International Women’s Day, which dates as far back as 1909, is today, March 8th, 2016. Above is the 2014 mural celebrating the day in the complex of shops at London-/Derry’s Bogside Inn.
Here is a board from outside the Ulster Rangers Supporters Club (Fb) on the Shankill Road. It highlights the roles played by women during WWI as nurses and welders and in the Land Army. “She hasn’t a sword and she hasn’t a gun. But she’s doing her duty now fighting’s begun.”
The forces are shown gathered outside the West Belfast Orange Hall, on the Shankill at Brookmount Street.
Today’s image is of the final new mural in the recent re-imaging of the Lower Shankill estate. It shows a patchwork quilt of word related to women and the roles they play in families and communities, such as “aunt”, “mother”, “sister”, “granny”, and “caring”, “diverse”, “strong”, and “unheard voices”.
Historian Laurel Ulrich‘s 1976 phrase is one of a variety featured in this Derry mural celebrating the role of women both locally and world-wide. It includes images of local women banging bin lids, marching past the ‘Free Derry’ graffiti on 33 Lecky Road, and rioting; images of women striking and protesting; support for Palestine and gay rights; celebrations of femininity; and Wonder Woman. As the final image, below, shows, the tapestry of images and posters is being sewn by a woman at a sewing-machine in one of Derry’s large shirt- and collar-making factories. (For some history see these Derry Journal articles: one | two.) As the panel on the left-hand side notes, “Derry women made more than shirts; they made communities”.
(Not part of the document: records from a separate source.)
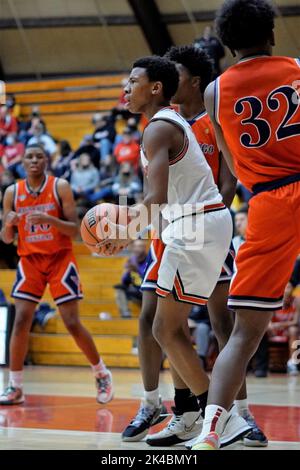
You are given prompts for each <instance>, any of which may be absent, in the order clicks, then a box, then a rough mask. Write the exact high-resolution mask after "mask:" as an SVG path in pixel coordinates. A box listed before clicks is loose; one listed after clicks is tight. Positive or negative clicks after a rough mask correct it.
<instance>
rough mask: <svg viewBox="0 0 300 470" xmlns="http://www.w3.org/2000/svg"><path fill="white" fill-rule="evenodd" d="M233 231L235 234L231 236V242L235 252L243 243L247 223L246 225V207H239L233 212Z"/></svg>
mask: <svg viewBox="0 0 300 470" xmlns="http://www.w3.org/2000/svg"><path fill="white" fill-rule="evenodd" d="M234 225H235V233H236V236H235V237H234V238H233V240H232V243H233V246H234V250H235V252H236V253H237V252H238V249H239V247H240V246H241V245H242V244H243V243H244V241H245V236H246V231H247V225H248V207H246V206H244V207H241V208H240V209H239V210H238V211H237V212H236V214H235V217H234Z"/></svg>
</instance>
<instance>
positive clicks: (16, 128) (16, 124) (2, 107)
mask: <svg viewBox="0 0 300 470" xmlns="http://www.w3.org/2000/svg"><path fill="white" fill-rule="evenodd" d="M17 132H18V123H17V119H16V118H15V117H14V116H12V114H11V112H10V110H9V108H8V107H7V106H6V105H2V106H0V143H2V144H5V139H6V137H7V135H8V134H12V133H15V134H17Z"/></svg>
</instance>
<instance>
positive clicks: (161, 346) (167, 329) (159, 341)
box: [152, 318, 174, 347]
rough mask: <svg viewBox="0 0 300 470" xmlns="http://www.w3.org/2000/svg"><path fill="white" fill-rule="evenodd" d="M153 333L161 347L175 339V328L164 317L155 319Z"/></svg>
mask: <svg viewBox="0 0 300 470" xmlns="http://www.w3.org/2000/svg"><path fill="white" fill-rule="evenodd" d="M152 334H153V336H154V338H155V339H156V341H157V342H158V343H159V344H160V346H161V347H166V346H168V344H170V342H172V341H173V339H174V331H173V328H172V327H171V326H170V324H167V323H166V322H165V321H164V320H162V319H157V318H155V319H154V322H153V327H152Z"/></svg>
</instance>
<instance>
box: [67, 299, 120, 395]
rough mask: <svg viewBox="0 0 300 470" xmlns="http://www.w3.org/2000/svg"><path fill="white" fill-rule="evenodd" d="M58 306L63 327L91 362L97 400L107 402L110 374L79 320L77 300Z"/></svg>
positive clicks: (92, 341) (89, 334)
mask: <svg viewBox="0 0 300 470" xmlns="http://www.w3.org/2000/svg"><path fill="white" fill-rule="evenodd" d="M58 308H59V311H60V314H61V317H62V319H63V322H64V324H65V327H66V328H67V330H68V332H69V333H70V334H71V335H72V337H73V339H74V341H75V342H76V344H77V346H78V347H79V348H80V349H81V351H82V352H83V353H84V354H85V356H86V357H87V359H88V361H89V363H90V364H91V367H92V370H93V373H94V375H95V378H96V386H97V401H98V402H99V403H107V402H108V401H110V400H111V399H112V397H113V387H112V375H111V372H110V371H109V370H108V369H107V368H106V366H105V364H104V362H103V360H102V359H101V358H100V356H99V353H98V351H97V348H96V345H95V343H94V341H93V338H92V336H91V334H90V333H89V332H88V330H87V329H86V328H85V327H84V326H83V325H82V323H81V322H80V319H79V308H78V300H71V301H69V302H65V303H62V304H60V305H59V306H58Z"/></svg>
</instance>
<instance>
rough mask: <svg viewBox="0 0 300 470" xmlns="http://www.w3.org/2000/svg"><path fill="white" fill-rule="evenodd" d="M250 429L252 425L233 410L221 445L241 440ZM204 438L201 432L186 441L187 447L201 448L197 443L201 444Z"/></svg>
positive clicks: (229, 419) (250, 428)
mask: <svg viewBox="0 0 300 470" xmlns="http://www.w3.org/2000/svg"><path fill="white" fill-rule="evenodd" d="M250 430H251V426H249V425H248V423H247V422H246V421H245V420H244V419H243V418H242V417H241V416H239V415H238V414H236V413H235V411H233V412H232V413H231V414H230V416H229V418H228V420H227V422H226V424H225V427H224V431H223V433H222V435H221V436H220V447H226V446H229V445H230V444H233V443H234V442H236V441H239V440H240V439H241V438H242V437H243V436H244V435H245V434H247V433H248V432H249V431H250ZM204 438H205V436H204V435H201V434H200V436H198V437H196V438H195V439H192V440H191V441H188V442H186V443H185V447H186V448H187V449H192V450H199V449H197V445H199V444H201V443H202V442H203V439H204Z"/></svg>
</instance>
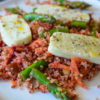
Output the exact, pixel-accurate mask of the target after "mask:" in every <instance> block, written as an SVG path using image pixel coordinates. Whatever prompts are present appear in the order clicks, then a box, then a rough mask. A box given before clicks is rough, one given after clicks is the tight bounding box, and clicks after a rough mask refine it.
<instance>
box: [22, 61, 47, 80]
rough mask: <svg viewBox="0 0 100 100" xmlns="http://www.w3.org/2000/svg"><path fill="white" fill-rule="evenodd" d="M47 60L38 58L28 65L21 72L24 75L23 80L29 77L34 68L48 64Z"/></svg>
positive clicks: (25, 79) (39, 66)
mask: <svg viewBox="0 0 100 100" xmlns="http://www.w3.org/2000/svg"><path fill="white" fill-rule="evenodd" d="M47 65H48V64H47V62H46V61H45V60H38V61H36V62H34V63H33V64H31V65H30V66H28V67H27V68H26V69H25V70H23V71H21V72H20V75H21V76H22V78H23V80H26V79H27V78H28V77H29V74H30V72H31V70H32V68H37V69H39V68H40V67H41V66H47Z"/></svg>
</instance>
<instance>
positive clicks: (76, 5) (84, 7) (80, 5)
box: [69, 1, 90, 9]
mask: <svg viewBox="0 0 100 100" xmlns="http://www.w3.org/2000/svg"><path fill="white" fill-rule="evenodd" d="M69 6H70V8H73V9H75V8H80V9H86V8H88V7H90V5H89V4H87V3H85V2H81V1H70V2H69Z"/></svg>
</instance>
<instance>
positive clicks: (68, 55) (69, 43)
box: [48, 32, 100, 64]
mask: <svg viewBox="0 0 100 100" xmlns="http://www.w3.org/2000/svg"><path fill="white" fill-rule="evenodd" d="M48 51H49V52H50V53H52V54H54V55H56V56H60V57H64V58H67V59H70V58H72V57H80V58H83V59H87V60H88V61H90V62H92V63H96V64H100V39H97V38H94V37H92V36H84V35H79V34H72V33H71V34H70V33H60V32H56V33H54V34H53V35H52V37H51V38H50V45H49V48H48Z"/></svg>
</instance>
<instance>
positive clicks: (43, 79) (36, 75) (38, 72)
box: [30, 68, 50, 85]
mask: <svg viewBox="0 0 100 100" xmlns="http://www.w3.org/2000/svg"><path fill="white" fill-rule="evenodd" d="M30 75H32V76H33V77H35V78H36V79H37V80H38V81H39V82H40V83H41V84H45V85H48V84H49V83H50V81H49V80H48V79H47V78H46V76H45V75H44V74H43V73H41V72H40V71H39V70H37V69H35V68H33V69H32V71H31V73H30Z"/></svg>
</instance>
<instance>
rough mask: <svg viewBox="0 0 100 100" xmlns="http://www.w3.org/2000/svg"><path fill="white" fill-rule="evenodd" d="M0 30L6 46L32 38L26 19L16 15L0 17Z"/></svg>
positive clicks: (23, 41)
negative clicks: (0, 17) (7, 45)
mask: <svg viewBox="0 0 100 100" xmlns="http://www.w3.org/2000/svg"><path fill="white" fill-rule="evenodd" d="M0 32H1V37H2V40H3V41H4V43H6V44H7V45H8V46H13V45H21V44H27V43H29V42H30V41H31V40H32V35H31V30H30V28H29V25H28V24H27V23H26V21H25V20H24V19H23V18H21V17H19V16H18V15H15V14H14V15H6V16H3V17H2V18H1V19H0Z"/></svg>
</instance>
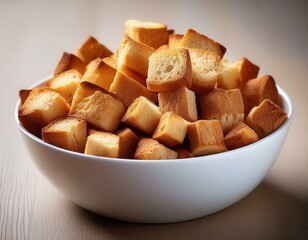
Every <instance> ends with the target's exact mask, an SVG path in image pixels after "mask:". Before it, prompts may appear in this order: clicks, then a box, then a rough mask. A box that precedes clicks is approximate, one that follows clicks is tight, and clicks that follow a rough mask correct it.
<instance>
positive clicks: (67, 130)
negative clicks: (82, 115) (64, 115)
mask: <svg viewBox="0 0 308 240" xmlns="http://www.w3.org/2000/svg"><path fill="white" fill-rule="evenodd" d="M42 139H43V141H45V142H48V143H50V144H52V145H54V146H57V147H60V148H63V149H66V150H70V151H74V152H80V153H83V152H84V149H85V145H86V141H87V122H86V121H85V120H82V119H78V118H74V117H67V118H63V119H57V120H54V121H52V122H51V123H49V124H48V125H47V126H46V127H44V128H43V129H42Z"/></svg>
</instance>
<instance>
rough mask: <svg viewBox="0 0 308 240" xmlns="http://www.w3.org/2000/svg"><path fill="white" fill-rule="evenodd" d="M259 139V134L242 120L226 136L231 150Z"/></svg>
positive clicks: (228, 147) (237, 147)
mask: <svg viewBox="0 0 308 240" xmlns="http://www.w3.org/2000/svg"><path fill="white" fill-rule="evenodd" d="M258 140H259V137H258V134H256V132H255V131H254V130H253V129H251V128H250V127H248V126H247V125H246V124H245V123H242V122H239V123H238V124H236V125H235V127H234V128H232V130H231V131H230V132H228V134H227V135H226V136H225V144H226V146H227V148H228V149H229V150H232V149H236V148H240V147H244V146H246V145H249V144H251V143H254V142H256V141H258Z"/></svg>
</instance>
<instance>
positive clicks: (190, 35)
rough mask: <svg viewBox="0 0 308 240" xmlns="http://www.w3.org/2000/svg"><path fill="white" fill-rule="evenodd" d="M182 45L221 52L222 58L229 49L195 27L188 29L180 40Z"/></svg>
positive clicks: (204, 49)
mask: <svg viewBox="0 0 308 240" xmlns="http://www.w3.org/2000/svg"><path fill="white" fill-rule="evenodd" d="M180 47H187V48H201V49H204V50H210V51H212V52H216V53H217V54H219V55H220V57H221V58H223V56H224V54H225V52H226V50H227V49H226V48H225V47H224V46H223V45H221V44H220V43H218V42H216V41H214V40H213V39H211V38H209V37H207V36H205V35H203V34H201V33H199V32H197V31H196V30H193V29H188V30H187V31H186V33H185V34H184V36H183V38H182V40H181V42H180Z"/></svg>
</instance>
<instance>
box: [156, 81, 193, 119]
mask: <svg viewBox="0 0 308 240" xmlns="http://www.w3.org/2000/svg"><path fill="white" fill-rule="evenodd" d="M158 103H159V110H160V111H161V113H166V112H174V113H176V114H177V115H179V116H181V117H182V118H184V119H185V120H187V121H189V122H193V121H196V120H197V119H198V114H197V105H196V95H195V93H194V92H193V91H191V90H189V89H188V88H185V87H183V88H179V89H177V90H175V91H170V92H160V93H158Z"/></svg>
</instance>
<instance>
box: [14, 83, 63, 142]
mask: <svg viewBox="0 0 308 240" xmlns="http://www.w3.org/2000/svg"><path fill="white" fill-rule="evenodd" d="M68 111H69V105H68V104H67V103H66V101H65V99H64V98H63V97H62V96H61V95H60V94H59V93H57V92H56V91H54V90H52V89H51V88H46V87H43V88H34V89H33V90H32V91H31V92H30V93H29V96H28V97H27V99H26V100H25V102H24V104H22V106H20V107H19V109H18V119H19V121H20V122H21V123H22V125H23V126H24V128H25V129H27V130H28V131H29V132H30V133H32V134H34V135H35V136H37V137H41V129H42V128H43V127H45V126H47V125H48V124H49V123H50V122H52V121H53V120H55V119H56V118H59V117H65V116H67V114H68Z"/></svg>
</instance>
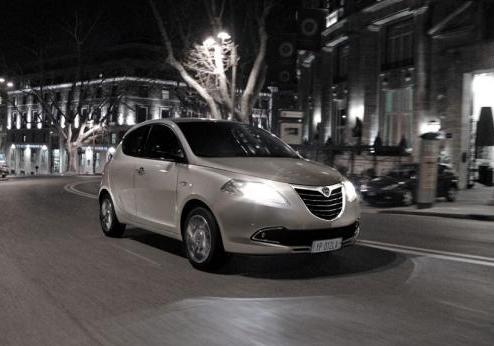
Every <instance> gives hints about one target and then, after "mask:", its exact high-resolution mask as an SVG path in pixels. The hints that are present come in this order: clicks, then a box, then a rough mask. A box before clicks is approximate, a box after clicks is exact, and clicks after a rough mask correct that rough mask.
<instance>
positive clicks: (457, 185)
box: [360, 164, 458, 205]
mask: <svg viewBox="0 0 494 346" xmlns="http://www.w3.org/2000/svg"><path fill="white" fill-rule="evenodd" d="M418 170H419V165H418V164H405V165H401V166H399V167H398V168H397V169H394V170H392V171H390V172H389V173H388V174H387V175H386V176H381V177H377V178H374V179H372V180H371V181H369V182H368V183H367V184H364V185H362V186H361V187H360V193H361V194H362V196H363V199H364V200H365V201H367V202H368V203H369V204H389V205H411V204H413V203H415V201H416V197H417V191H416V190H417V174H418ZM457 192H458V177H457V175H456V173H455V172H454V171H453V169H452V168H451V167H450V166H448V165H444V164H439V165H438V174H437V197H444V198H446V200H448V201H450V202H452V201H455V200H456V195H457Z"/></svg>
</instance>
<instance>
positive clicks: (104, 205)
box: [99, 194, 125, 238]
mask: <svg viewBox="0 0 494 346" xmlns="http://www.w3.org/2000/svg"><path fill="white" fill-rule="evenodd" d="M99 220H100V224H101V230H102V231H103V233H104V234H105V235H106V236H107V237H112V238H120V237H121V236H122V235H123V233H124V231H125V224H123V223H120V222H119V221H118V219H117V215H116V214H115V207H114V205H113V201H112V200H111V198H110V196H109V195H108V194H105V195H104V196H103V197H102V198H101V201H100V208H99Z"/></svg>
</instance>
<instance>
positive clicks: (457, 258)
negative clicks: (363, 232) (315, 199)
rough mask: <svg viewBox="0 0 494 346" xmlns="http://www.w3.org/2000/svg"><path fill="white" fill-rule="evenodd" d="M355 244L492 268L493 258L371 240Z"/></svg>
mask: <svg viewBox="0 0 494 346" xmlns="http://www.w3.org/2000/svg"><path fill="white" fill-rule="evenodd" d="M357 243H358V244H361V245H364V246H368V247H373V248H376V249H380V250H388V251H394V252H400V253H404V254H408V255H417V256H426V257H431V258H438V259H444V260H449V261H456V262H463V263H470V264H479V265H484V266H488V267H494V258H493V257H485V256H476V255H468V254H462V253H458V252H449V251H441V250H434V249H426V248H420V247H414V246H404V245H398V244H390V243H383V242H378V241H371V240H358V241H357Z"/></svg>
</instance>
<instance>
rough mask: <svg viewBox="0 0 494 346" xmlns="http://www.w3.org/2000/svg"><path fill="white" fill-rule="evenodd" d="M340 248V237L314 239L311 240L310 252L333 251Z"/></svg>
mask: <svg viewBox="0 0 494 346" xmlns="http://www.w3.org/2000/svg"><path fill="white" fill-rule="evenodd" d="M339 248H341V238H336V239H326V240H316V241H313V242H312V248H311V250H310V252H312V253H318V252H327V251H334V250H338V249H339Z"/></svg>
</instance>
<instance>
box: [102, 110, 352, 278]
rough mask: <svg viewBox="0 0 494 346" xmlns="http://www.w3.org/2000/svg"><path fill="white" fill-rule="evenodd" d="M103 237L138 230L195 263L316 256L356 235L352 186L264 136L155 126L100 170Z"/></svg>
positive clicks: (232, 126) (122, 148)
mask: <svg viewBox="0 0 494 346" xmlns="http://www.w3.org/2000/svg"><path fill="white" fill-rule="evenodd" d="M99 202H100V220H101V227H102V229H103V232H104V234H105V235H107V236H111V237H118V236H122V234H123V232H124V229H125V225H126V224H129V225H134V226H137V227H140V228H144V229H147V230H150V231H154V232H158V233H161V234H164V235H166V236H169V237H172V238H176V239H179V240H182V241H183V242H184V245H185V250H186V254H187V256H188V258H189V260H190V262H191V264H192V265H193V266H194V267H196V268H199V269H211V268H213V267H214V266H215V265H217V264H218V263H220V262H221V259H222V258H223V254H224V253H225V252H229V253H243V254H285V253H319V252H325V251H332V250H338V249H340V248H341V247H343V246H347V245H351V244H353V243H354V241H355V239H356V238H357V236H358V234H359V217H360V208H359V200H358V196H357V193H356V191H355V188H354V186H353V185H352V184H351V183H350V181H348V180H347V179H346V178H344V177H343V176H342V175H341V174H340V173H339V172H338V171H336V170H335V169H333V168H331V167H328V166H325V165H322V164H319V163H315V162H311V161H309V160H305V159H303V158H302V157H300V156H299V155H298V154H297V153H296V152H295V151H294V150H293V149H291V148H290V147H289V146H288V145H287V144H285V143H284V142H282V141H281V140H280V139H278V138H277V137H276V136H274V135H272V134H271V133H269V132H266V131H264V130H261V129H259V128H255V127H252V126H249V125H246V124H241V123H235V122H229V121H213V120H205V119H174V120H153V121H148V122H144V123H142V124H139V125H137V126H135V127H133V128H132V129H130V130H129V132H127V134H126V135H125V136H124V138H123V140H122V142H121V144H119V145H118V147H117V149H116V151H115V153H114V155H113V157H112V159H111V160H110V161H109V162H108V163H107V165H106V166H105V169H104V173H103V177H102V182H101V187H100V190H99Z"/></svg>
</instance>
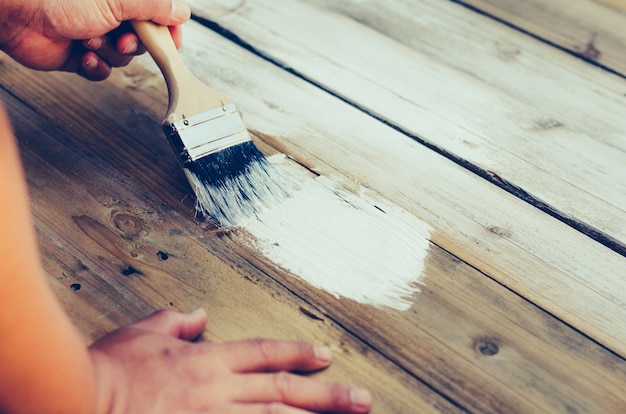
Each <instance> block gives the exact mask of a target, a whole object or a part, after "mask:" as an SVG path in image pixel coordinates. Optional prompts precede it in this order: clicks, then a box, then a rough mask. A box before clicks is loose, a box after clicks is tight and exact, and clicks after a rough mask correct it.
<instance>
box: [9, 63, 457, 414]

On the left of the main panel, women march out of one of the city’s gates. The information sheet (which has fallen off) reads as follows: “On International Women’s Day, March 8th [1991, not 1981 as the hand-written addition suggests], the first ever women’s mural in Derry was unveiled on the back of Free Derry Wall. It was designed and painted by Patricia Hegarty and Joe Coyle, and helpers, both men and women. The mural takes its inspiration from a march in November 1968, after Minister for Home Affairs Bill Craig banned all civil rights marches in the walled city. Women factory workers walked out and spent the afternoon marching in and out of every gate in the city, deliberately “breaking the ban”. Men marched in from DuPont to join them, and a rally was held in the Diamond. In the mural you can find the faces of some of those marching on that historic day, as well as other women who played their part in the ongoing struggle for justice. Civil rights workers Bridget Bond and Women’s Aid refuge founder Cathy Harkin march alongside republicans such as Ethel Lynch, Bridget Sheils, Peggy Derry, prisoners’ rights activists Susie Coyle, and many others. You may find images of your granny, sister or aunt. The mural is dedicated to all those women whose energy and determination have changed their lives and the world about them.”
The board on FDC can be seen in Woods’s Seeing Is Believing?, plate 19.